Share this article on social media

73% of workers will accept a four-day work week if pay does not decrease

A survey of over 2,000 UK workers and 250 UK employers found that flexible work is more popular among job seekers than a four-day work week.

Despite 37% of employers implementing a four-day working week, recent research from Reed.co.uk has found that candidates are more likely to apply for a job offering “flexible working” opportunities (45%) than a “four-day working week” (40%). “Work from home” followed at 32%, and “opportunity to progress” was noted at 31%.

According to the research, despite 89% of workers favouring a four-day working week, flexible work remains the more popular alternative for employers seeking to generate job applications. Flexible working is defined as a way of working that suits the individual’s needs, with flexible start and finishing times and/or the freedom to work from home.
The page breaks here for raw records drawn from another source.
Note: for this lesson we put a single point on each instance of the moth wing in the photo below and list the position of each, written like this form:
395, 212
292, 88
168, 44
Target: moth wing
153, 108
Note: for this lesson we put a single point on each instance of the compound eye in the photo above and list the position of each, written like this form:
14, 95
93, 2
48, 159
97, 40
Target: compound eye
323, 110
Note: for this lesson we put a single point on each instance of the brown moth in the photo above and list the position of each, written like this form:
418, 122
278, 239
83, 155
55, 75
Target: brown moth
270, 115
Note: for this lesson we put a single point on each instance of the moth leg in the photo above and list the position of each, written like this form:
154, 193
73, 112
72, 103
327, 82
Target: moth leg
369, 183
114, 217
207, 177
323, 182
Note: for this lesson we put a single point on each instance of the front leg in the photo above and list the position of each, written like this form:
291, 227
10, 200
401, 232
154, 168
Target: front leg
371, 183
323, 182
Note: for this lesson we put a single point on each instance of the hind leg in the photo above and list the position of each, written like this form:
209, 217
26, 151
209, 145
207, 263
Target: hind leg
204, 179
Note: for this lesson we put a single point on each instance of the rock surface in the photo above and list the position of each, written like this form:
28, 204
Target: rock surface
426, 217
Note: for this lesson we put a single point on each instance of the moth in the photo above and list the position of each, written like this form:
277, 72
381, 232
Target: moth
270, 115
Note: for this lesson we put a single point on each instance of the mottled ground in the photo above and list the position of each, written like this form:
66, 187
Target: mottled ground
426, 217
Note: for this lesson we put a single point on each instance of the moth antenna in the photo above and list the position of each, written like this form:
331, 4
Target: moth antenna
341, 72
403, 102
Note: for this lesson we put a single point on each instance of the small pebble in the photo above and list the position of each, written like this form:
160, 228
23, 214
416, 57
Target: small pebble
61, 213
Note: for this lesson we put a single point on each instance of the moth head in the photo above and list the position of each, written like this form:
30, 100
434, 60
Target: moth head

The research also found that only 16% of workers would accept a pay reduction in exchange for a shorter week. Seventy-three percent of respondents were open to the shorter week if pay did not decrease.

Over a third (37%) of employers have implemented a four-day working week, and 27% are considering it.

Generally, the reasons for employers’ support of the four-day working week are focused on employee wellbeing. The benefits cited include:

  • “better work-life balance” (51%)
  • “increased employee happiness” (43%)
  • “higher employee engagement” (41%)
  • “increased productivity” (36%)
  • “reduction of burnout” (36%)

James Reed, Chairman of Reed.co.uk, comments: “Despite strong arguments in favour of a four-day working week, evidenced also by recent UK trials, our research suggests that it may not be the best or most popular way for businesses to attract and retain top talent.

“The National Forum for Health and Wellbeing at Work has suggested that cramming five days’ work into four might contribute to stress. Instead, offering greater flexibility could be more impactful and more popular.

“Amid a highly competitive labour market, it’s encouraging to see so many employers open to exploring new and creative methods to attract candidates. The era of the traditional 9-to-5, five day working week is over and it’s now more important than ever for employers and employees alike to embrace flexible and inclusive working patterns that will allow everyone to contribute to the workforce.”